Бесик лишь молча кивнул, продолжая читать.
— Мы убийцы по воле и обстоятельствам, — продолжал разбойник. — Убийцы цели. Мы знали, кого убивали, знали — за что! Знали, но не хотели принимать всю тяжесть и неотвратимость расплаты. Но для нас, бандитов, — это была война, а для вас, барыг, - мародерство.

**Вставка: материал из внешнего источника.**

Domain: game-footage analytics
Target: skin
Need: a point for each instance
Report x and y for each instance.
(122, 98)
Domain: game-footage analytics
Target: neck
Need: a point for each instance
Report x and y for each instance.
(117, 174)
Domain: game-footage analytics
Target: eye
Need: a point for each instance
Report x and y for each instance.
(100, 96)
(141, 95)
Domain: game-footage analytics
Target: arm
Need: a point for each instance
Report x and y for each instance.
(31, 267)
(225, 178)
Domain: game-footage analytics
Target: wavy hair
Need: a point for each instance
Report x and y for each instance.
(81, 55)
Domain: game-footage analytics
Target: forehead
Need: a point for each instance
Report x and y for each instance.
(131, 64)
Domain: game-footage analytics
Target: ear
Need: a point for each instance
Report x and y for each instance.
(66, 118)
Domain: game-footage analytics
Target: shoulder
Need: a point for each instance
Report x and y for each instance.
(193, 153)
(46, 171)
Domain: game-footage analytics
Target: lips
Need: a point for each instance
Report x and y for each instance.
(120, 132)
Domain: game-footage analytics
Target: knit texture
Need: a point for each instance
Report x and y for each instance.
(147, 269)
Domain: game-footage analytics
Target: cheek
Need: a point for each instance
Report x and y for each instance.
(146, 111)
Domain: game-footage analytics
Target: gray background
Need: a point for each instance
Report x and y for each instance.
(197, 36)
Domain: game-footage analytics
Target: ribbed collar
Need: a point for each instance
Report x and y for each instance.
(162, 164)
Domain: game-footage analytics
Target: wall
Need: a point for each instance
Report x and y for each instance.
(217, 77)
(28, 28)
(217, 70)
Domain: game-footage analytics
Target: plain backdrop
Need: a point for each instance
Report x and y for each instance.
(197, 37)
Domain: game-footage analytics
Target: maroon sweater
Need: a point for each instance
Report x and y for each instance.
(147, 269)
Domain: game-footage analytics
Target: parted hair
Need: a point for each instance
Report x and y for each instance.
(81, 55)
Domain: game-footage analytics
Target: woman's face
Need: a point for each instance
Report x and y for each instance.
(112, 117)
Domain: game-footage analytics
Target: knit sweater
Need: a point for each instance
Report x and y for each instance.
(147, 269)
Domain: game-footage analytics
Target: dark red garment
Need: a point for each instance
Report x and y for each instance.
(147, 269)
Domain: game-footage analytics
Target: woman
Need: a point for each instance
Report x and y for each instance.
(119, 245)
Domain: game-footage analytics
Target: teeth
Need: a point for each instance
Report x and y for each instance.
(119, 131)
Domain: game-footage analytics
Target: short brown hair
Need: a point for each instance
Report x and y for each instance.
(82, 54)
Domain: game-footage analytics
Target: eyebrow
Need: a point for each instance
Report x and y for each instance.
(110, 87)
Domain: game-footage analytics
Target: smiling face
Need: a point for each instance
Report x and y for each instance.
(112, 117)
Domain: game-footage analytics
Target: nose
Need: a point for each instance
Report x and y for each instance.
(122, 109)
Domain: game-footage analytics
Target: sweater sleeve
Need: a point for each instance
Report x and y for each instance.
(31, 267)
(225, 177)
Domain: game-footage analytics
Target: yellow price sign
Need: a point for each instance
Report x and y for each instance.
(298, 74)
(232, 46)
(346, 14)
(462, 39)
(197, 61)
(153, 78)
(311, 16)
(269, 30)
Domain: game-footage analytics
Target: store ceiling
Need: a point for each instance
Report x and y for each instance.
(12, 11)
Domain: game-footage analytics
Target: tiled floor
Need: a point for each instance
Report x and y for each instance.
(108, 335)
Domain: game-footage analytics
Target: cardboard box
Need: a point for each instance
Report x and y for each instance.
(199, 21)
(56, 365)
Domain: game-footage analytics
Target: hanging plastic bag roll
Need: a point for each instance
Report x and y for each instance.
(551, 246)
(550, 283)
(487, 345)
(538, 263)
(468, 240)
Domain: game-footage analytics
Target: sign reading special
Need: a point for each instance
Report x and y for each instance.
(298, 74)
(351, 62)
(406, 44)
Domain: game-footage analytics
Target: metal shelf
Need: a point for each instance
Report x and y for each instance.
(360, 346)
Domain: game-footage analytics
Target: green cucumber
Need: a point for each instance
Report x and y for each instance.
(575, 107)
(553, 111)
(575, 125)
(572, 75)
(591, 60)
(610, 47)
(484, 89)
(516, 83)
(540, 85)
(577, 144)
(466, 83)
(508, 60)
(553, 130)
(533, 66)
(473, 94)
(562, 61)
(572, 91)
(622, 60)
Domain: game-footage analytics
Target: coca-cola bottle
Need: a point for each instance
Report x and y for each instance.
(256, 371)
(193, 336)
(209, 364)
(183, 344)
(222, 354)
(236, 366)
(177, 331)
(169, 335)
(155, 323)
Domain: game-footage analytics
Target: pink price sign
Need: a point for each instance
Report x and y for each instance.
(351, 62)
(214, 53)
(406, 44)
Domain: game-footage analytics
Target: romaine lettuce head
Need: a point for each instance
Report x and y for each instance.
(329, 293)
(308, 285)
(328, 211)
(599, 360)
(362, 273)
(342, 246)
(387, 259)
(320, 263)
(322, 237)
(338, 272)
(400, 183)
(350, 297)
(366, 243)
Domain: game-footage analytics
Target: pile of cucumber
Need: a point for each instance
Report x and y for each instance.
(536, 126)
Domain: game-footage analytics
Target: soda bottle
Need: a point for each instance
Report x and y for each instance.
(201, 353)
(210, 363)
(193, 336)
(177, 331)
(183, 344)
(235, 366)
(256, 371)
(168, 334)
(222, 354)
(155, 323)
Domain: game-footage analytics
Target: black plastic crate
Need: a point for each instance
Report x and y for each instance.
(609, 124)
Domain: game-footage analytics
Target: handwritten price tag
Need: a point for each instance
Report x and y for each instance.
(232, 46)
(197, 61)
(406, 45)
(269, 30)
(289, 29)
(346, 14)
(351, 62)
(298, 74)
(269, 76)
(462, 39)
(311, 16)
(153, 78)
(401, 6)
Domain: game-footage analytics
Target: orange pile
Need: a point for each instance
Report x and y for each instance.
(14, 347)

— На мне нет крови! — зарычал Жарецкий.
— Ты это апостолу Петру будешь втирать! Даже на нашем Артурчике кровь есть, — Саша перехватил взгляд Ирискина. — Ты что на меня смотришь, живность? Организатор олимпийских побед! Из-за таких жадных мышат, как ты, сотни тысяч ребятишек начинают долбить себе вены, потому что вместо спортзалов вы строите себе дворцы, в которых кроме слуг никто не живет, покупаете хаты, где селите любовниц, компенсируя им свое половое бессилие; забиваете гаражи автопарком, который ржавеет и гниет, потому что вы всегда бухие и обдолбанные. Расходы на кокаин у вас в тридцать раз больше зарплаты детского тренера. Жнешь, где не сеял, и собираешь, где не рассыпал! Я не прав, Ирискин?! Молчи, сука, ничего не говори! И вы мне тут про фашизм будете рассказывать?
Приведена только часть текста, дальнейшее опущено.